一定期間(半年、1年など)における職員の職務遂行能力や技術レベル、資格取得などに基づいて評価する仕組みを整備します。

評価基準を明確にしたうえで自己評価を行い、理想の人物像に対して何を満たし何が足りなかったかを自覚できるような評価制度の整備が求められます。足りない部分を集中的に満たすような教育制度や意識を持つことで効率的に理想の人材像への育成を実施することができます。

ステップ⑤ キャリアパスと賃金制度をリンクさせる

評価に基づいた処遇を決定するために、キャリアパスと賃金制度を連動させます。

ステップアップが賃金と連動することは職員の生活設計そのものであり、逆算してステップアップさせない評価を行うようではキャリアパス制度自体が破綻してしまいます。本人の努力と事業の売り上げが連動するとは限りませんが、評価結果を捻じ曲げることは絶対にしてはいけません。基本給のアップに不安がある場合は、手当へや賞与への加算として結びつけるところからスタートしてみてはいかがでしょうか。

 

まとめ

キャリアパス制度は、事業所の「理想とする人材像」が明確であってこそ機能するものです。職員は事業所から明示される人材像に基づいて、自分の目標を意欲的に取り組むことが可能になるのです。

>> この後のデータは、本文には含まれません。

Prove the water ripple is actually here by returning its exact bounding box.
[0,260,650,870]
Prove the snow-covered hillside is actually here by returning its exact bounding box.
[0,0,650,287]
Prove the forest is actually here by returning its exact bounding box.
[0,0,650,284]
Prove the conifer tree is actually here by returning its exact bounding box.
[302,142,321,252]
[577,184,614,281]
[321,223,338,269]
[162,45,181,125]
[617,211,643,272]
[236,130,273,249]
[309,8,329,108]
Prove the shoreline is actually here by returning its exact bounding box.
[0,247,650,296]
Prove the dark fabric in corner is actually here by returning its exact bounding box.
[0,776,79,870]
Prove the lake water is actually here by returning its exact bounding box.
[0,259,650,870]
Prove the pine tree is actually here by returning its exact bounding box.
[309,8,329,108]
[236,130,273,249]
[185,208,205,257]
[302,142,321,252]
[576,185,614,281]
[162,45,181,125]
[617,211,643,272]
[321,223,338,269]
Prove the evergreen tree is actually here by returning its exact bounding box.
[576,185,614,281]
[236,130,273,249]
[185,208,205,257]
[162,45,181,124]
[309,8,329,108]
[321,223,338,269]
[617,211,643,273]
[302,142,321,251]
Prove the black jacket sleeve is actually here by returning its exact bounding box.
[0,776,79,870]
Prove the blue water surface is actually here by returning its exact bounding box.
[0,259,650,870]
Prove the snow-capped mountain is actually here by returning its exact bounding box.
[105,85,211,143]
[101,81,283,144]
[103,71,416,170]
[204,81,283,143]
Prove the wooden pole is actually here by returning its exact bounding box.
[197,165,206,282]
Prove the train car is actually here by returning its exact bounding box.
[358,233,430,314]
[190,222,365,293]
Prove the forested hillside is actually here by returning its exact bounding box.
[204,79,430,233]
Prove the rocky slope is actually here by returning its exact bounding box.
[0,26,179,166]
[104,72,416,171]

そのため事業所は経営理念や経営目標、行動指針などを明確にして、それを職員に明示していかなければなりません。また、職員側も事業所に示されたキャリアパスに基づいて、自分が進むべき目標やキャリアに向かって前向きに取り組んでいくことが求められます。

すべての職員が管理職を目指しているとは限りません。「専門職」や「スペシャリスト」といったキャリアパスを設定することで活躍の場が広がることもあるでしょう。事業所内の職種間における透明性も高まり風通しも良くなります。

キャリアパスとは事業所と職員にとって「win-win」の制度であることが重要なのです。そのためには、キャリアパスを公正で公平な人事評価に基づいて実施していくことがポイントとなります。

ただし、キャリアパス制度の構築には人材コンサルタントなどの力を借りても1ヶ月以上かかることも珍しくなく、構築自体が大きな壁になっていることは間違いありません。しかし、この壁を越えて人材マネジメントを実施(キャリアパス制度と評価制度が整備された環境の準備)することで、「人材」への多くの問題が解決し、経営理念の成就に向けた理想とする事業運営が可能となります。

この多くのメリットが期待できるキャリアパス制度を「大変そうだから」「難しそうだから」と投げ出さずに、構築から運用まで真剣に向き合ってみてはいかがでしょうか。

人材コンサルタントや運用支援システムなどを上手に利用しながら、理想の人材への育成と定着、そして経営理念の成就のためにキャリアパス制度を大いに活用してください。